2. The battery module of claim 1, wherein the first fastening portion is in the shape of a protrusion along an upper side of a wall body of the housing.

3. The battery module of claim 2, wherein the second fastening portion is formed in the shape of a groove, and

wherein the first fastening portion has a first inclined side inclined to the upper side of the wall body.

4. The battery module of claim 3, wherein the second fastening portion has a second inclined side contacting and inclined to the first inclined side, and the second inclined side has an incline angle that is greater than that of the first inclined side.

5. The battery module of claim 4, wherein the elastic member is configured to be inserted between the first and second inclined sides.

6. The battery module of claim 2, wherein the first fastening portion has an inclined side inclined to an inner side of the second fastening portion.

7. The battery module of claim 6, wherein the second fastening portion is formed in the shape of a groove, and

wherein a root portion of the first fastening portion is larger than an entrance portion of the second fastening portion.

8. The battery module of claim 1, wherein the first fastening portion is formed in the shape of a groove.

9. The battery module of claim 8, wherein the second fastening portion is formed in the shape of a protrusion along an upper side of a wall body of the housing, and

wherein a cross-section of the second fastening portion is gradually increased toward the wall body of the housing.

10. The battery module of claim 8, wherein the second fastening portion has a cross-section that is gradually decreased toward the cover.

11. The battery module of claim 8, wherein the second fastening portion has an inclined side inclined to an inner side of the first fastening portion.

12. The battery module of claim 11, wherein the elastic member is inserted between the inner side and the inclined side of the first fastening portion and the inclined side of the second fastening portion.

13. The battery module of claim 1, wherein the first fastening portion is formed along a circumference of the housing.

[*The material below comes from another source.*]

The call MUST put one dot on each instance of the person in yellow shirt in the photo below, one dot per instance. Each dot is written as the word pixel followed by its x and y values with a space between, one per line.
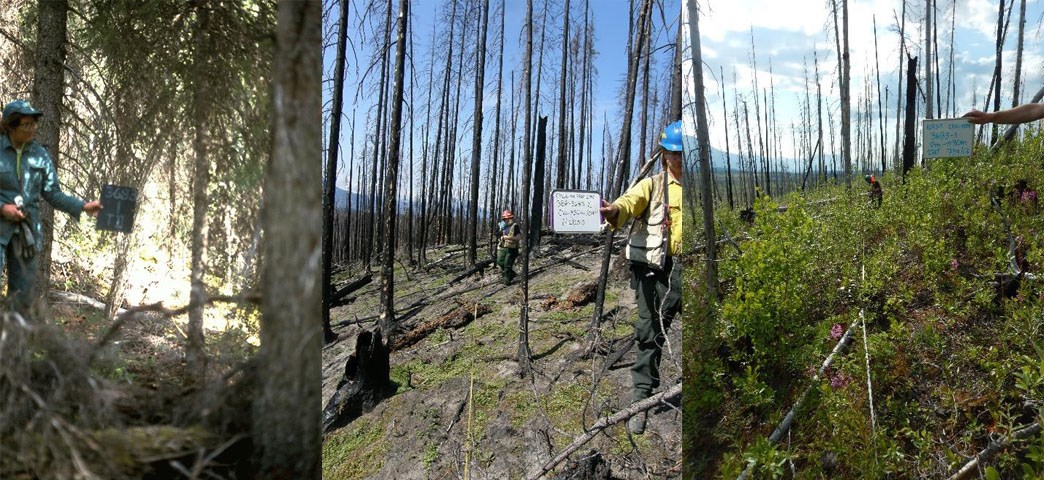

14. The battery module of claim 13, wherein the second fastening portion is formed along a circumference of the cover.

15. The battery module of claim 13, further comprising a pressing member configured to press the cover to the housing.

16. The battery module of claim 1, wherein the first fastening portion and the second fastening portion are configured to be couple to each other by a tight fitting.

17. The battery module of claim 1, wherein the elastic member comprises a material selected from the group consisting of natural rubber, silicon, polybutylene terephthalate (PBT), ethylene propylene diene monomer (EPDM), and polyamides.